白い空に所狭しと立ち並ぶ灰色の楼閣は、雨霧に烟る。
薄ら冷える煉瓦造の屋敷の中、黑は琴線を爪弾いていた。昔、都から遠い地に左遷された官吏が、雨の降る山河を眺めながら弾いた望郷の曲だという。
「この曲によく似合う景色だ」
すっかり女遊びから足を洗った父は、窓辺で満足気に頷き、曲に合わせて即興で自作した詩などを詠み始め、手元の紙に書き留める。
母を失ってすぐの頃は、心の穴を埋めるため諸国への行商に女遊びに励んだ父だが、新しい母と結婚してから所帯じみて、娘の教育に熱心になり、琴など習わせ始めた。今まで大陸の至る都市、果ては騎馬民族の都まで馬車で連れ回した娘に、今度は家で本を読み、美しい字を書き、裁縫や琴を学べと言う。
琴を弾くのが嫌いなわけではなかったが、算盤を弾いて帳簿をつける方が黑の性に合っていた。しかし、昔は丁稚代わりになると黑に計算をさせていた父だが、最近は黑が商人の真似事をすると、それより名家の子弟に釣り合う技を身につけろと言って、余りいい顔をしない。

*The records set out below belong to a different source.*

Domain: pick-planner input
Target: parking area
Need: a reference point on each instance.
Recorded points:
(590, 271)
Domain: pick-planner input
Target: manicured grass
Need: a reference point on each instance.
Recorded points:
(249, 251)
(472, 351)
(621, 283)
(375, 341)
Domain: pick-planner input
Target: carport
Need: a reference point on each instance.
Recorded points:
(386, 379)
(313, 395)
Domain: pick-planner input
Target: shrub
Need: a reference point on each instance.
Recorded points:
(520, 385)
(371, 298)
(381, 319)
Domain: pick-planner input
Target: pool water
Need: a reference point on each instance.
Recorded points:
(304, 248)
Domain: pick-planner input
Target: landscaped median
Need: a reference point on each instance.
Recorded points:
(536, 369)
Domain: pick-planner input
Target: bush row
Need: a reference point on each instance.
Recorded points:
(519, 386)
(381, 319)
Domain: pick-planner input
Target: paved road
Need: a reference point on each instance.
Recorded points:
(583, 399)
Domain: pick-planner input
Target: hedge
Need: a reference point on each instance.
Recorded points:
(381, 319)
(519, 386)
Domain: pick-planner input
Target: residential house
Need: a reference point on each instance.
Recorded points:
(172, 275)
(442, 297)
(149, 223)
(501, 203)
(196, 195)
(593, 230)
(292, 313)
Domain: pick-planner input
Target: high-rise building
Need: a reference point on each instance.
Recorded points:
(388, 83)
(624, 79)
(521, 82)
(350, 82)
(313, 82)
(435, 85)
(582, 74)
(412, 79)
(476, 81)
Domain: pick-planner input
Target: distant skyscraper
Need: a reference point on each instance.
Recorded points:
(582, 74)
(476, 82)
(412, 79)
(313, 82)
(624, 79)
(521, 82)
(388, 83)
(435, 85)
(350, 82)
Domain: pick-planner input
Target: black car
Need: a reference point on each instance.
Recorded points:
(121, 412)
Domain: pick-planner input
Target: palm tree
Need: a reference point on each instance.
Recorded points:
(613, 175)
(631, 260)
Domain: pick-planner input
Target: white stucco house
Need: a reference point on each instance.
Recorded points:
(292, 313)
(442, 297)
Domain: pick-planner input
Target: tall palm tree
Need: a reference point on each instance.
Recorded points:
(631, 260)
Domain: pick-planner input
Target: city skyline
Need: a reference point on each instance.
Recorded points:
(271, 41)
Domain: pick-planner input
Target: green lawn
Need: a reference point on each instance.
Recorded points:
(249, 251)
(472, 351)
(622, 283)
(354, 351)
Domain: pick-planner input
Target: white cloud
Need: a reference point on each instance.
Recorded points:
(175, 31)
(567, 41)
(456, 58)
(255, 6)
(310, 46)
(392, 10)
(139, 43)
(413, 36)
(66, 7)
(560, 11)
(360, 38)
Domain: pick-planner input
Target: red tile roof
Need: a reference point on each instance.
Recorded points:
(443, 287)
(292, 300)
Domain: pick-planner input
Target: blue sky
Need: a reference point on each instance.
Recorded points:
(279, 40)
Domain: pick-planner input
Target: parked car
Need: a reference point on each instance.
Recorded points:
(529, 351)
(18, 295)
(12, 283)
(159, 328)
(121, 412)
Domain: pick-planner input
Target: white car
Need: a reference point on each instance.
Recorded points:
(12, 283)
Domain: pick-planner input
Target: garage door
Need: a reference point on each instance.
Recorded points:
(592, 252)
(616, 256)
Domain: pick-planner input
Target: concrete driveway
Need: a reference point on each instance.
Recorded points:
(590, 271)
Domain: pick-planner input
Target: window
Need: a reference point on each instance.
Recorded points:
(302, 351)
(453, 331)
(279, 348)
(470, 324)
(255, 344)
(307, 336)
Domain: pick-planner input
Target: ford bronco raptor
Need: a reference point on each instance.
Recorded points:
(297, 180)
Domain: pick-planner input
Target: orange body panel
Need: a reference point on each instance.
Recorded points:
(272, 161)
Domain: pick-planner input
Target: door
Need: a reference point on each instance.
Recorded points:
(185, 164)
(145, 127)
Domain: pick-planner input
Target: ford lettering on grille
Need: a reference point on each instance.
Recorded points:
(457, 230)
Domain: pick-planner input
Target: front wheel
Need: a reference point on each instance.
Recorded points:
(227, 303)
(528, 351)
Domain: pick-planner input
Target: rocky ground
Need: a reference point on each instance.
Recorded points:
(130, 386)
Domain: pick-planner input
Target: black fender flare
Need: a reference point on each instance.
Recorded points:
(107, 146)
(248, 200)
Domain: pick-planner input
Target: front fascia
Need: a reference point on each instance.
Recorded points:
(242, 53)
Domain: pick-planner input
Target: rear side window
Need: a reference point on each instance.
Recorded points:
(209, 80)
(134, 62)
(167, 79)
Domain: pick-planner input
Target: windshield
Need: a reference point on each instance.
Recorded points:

更に煩わしいのは、黑が十五になった頃から、父は彼女を旗人や名門の家の宴に連れて行ったり、その子弟たちと会わせたりすることだ。黑はいつも途中で姿をくらまし、一人で屋敷に帰ってしまった。父はその度説教を始めるが、いつも新しい母が黑を庇ってくれた。新しい母は優しく、暖かな人だった。黑が間違ったことをすれば穏やかに諭し、彼女が女子らしくない学問や商業に秀でていることを誇らしいと言ってくれた。
「皇帝が女子の世ですよ。あの人は何に怒っているのやら」
琴を弾き終わった後、黑は母の待つ茶室に入った。雨音が響く中、母が茶の花を咲かせながら言う。黑は無言で花を見つめていたが、心の中では全くその通りだと思っていた。母は黑に茶をすすめ、自分もその隣に座って、茶を啜りながら言う。

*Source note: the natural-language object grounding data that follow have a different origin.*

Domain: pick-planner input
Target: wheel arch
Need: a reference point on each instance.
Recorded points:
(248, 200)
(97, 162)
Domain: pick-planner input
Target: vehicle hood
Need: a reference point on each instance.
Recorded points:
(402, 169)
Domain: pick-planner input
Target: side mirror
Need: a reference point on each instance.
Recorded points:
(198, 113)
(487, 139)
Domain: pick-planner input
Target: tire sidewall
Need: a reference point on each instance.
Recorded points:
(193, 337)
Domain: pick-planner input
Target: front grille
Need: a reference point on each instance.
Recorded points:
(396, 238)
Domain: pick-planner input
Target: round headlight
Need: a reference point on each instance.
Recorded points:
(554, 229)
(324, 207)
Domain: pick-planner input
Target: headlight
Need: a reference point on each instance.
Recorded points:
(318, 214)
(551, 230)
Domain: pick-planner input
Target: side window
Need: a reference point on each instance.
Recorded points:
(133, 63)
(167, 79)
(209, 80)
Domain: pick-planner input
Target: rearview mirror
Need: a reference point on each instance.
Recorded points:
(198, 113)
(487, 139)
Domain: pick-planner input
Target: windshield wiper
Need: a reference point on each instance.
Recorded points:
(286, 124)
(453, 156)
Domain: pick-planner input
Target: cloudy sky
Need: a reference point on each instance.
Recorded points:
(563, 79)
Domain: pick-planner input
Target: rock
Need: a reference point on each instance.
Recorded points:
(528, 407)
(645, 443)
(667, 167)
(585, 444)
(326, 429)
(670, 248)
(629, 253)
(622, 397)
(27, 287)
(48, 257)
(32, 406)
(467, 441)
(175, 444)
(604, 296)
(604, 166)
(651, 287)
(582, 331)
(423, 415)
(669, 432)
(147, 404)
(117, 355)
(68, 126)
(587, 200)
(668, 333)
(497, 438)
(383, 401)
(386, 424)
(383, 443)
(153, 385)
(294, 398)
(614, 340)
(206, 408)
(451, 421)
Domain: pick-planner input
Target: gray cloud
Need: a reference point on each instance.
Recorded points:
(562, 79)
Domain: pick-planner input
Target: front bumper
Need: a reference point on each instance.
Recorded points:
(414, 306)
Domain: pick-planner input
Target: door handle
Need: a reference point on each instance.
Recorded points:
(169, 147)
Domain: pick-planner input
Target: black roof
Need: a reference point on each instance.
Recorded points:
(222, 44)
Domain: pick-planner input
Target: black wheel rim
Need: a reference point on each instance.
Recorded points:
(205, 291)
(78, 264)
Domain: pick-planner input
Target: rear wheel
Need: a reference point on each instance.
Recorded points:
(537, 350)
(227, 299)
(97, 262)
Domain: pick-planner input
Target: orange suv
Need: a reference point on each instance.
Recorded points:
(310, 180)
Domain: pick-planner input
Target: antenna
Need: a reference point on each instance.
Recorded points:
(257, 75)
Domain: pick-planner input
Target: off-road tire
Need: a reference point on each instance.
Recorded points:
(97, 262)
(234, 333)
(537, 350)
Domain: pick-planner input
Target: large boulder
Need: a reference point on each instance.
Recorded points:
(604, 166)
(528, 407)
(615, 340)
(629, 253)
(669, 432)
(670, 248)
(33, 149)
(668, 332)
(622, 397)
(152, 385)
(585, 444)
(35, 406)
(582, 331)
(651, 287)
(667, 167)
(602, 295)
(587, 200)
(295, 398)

「誓って、自分の心に背いては駄目ですよ。人生の道はいつも、決して引き返せないのですから」
母は優しい瞳で、しかし力強く黑に語りかけた。女ながらにして三度離婚をし、四度目の結婚を果たした彼女が言うと、説得力がある。父が四人目の元夫にならないことを願いつつ、黑は彼女の瞳を見つめ返し、こくりと頷いた。
次の日も、雨は降り続いていた。
眠たい家庭教師の授業を聞き、古代の教えが書かれた本を捲りながら、黑は窓の外を盗み見る。
雨が降ると、遠くの友人を思い出す。
教師の朗読をよそに、黑は頭の中で算盤を弾いた。あの遠い街に行くには、路銀が足りない。前回は渋々馬車を出してくれた昔馴染みの付き人も、帰ってきた後、父にこっぴどく黑ともども叱られたし、今度は手を貸してくれないだろう。また、母に頼って、父との関係を悪くさせ、あのいい人を失いたくない。自分で稼ぐしかないのだ。
会いたい、はやく
雨音と教師の嗄れた声が響く中、黑は船を漕ぎながら、穏やかな眼差しを思い出していた。